Da Ol Pejeta privates Conservancy-Land und kein County-Reservat oder KWS-Park ist, sind dort geführte nächtliche Pirschfahrten (19-21 Uhr und 21-23 Uhr), Offroad-Fahrten zum Verfolgen von Tieren sowie Walking Safaris mit bewaffneten Rangern erlaubt. Zudem werden Löwen-Tracking, das Sweetwaters Chimpanzee Sanctuary und die Begegnung mit den nördlichen Breitmaulnashörnern angeboten.
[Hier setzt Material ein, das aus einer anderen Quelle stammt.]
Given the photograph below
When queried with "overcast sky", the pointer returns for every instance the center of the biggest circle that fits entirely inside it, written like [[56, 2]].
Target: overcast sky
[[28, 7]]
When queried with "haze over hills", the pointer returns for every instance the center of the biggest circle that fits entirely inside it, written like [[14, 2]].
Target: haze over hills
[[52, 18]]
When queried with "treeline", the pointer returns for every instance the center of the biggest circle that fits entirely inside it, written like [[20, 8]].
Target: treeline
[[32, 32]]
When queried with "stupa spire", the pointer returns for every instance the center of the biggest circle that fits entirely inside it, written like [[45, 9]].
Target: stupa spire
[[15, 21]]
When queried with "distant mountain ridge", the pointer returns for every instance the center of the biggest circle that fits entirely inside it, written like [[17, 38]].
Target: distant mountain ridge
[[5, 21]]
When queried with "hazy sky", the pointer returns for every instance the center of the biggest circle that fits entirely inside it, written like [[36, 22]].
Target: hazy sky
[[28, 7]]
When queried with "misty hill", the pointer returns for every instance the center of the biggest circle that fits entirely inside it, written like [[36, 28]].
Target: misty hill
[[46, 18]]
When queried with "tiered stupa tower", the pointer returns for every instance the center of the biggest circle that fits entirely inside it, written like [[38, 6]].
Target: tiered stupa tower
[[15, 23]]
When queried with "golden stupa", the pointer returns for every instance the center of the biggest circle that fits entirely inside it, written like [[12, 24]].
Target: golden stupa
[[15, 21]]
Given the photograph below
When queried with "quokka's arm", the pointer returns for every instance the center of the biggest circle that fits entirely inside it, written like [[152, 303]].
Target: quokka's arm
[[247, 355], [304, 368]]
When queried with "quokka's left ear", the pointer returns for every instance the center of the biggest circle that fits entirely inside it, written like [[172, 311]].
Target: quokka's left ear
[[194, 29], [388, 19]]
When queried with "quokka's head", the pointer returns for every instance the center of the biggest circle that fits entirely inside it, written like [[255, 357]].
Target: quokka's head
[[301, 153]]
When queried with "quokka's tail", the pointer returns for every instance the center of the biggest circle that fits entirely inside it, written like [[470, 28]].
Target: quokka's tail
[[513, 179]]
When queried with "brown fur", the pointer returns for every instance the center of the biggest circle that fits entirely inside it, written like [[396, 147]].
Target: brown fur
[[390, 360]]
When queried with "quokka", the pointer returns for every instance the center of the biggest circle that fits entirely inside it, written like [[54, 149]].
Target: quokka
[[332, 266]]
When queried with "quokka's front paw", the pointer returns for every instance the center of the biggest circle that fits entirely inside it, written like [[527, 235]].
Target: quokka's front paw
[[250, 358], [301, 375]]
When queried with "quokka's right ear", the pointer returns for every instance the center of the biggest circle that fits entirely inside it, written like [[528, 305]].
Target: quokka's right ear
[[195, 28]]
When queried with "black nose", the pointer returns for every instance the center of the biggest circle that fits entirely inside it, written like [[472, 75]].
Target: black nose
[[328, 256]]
Samburu als County-verwaltetes Reservat erlaubt ausschließlich Pirschfahrten am Tag, mit Toren, die von 6 bis 18 Uhr geöffnet sind — sämtliche Erlebnisse nach Einbruch der Dunkelheit und zu Fuß finden daher auf der Laikipia-Etappe statt.
Die Trockenmonate — Juni bis Oktober sowie Dezember bis Februar — bieten die festesten Pisten und die beste Tierbeobachtung, da sich die Wildtiere Samburus entlang des Flusses konzentrieren. Samburu ist ganzjährig heiß und spürbar wärmer als das kühle Hochland von Laikipia — packen Sie also für beide Klimazonen. Wir empfehlen, April und Mai zu meiden, da die großen Regenzeiten die nördlichen Pisten erschweren können. Beide Reservate beherbergen zu jeder Jahreszeit ansässige Wildtiere, sodass es für die Tierbeobachtung keine echte Nebensaison gibt.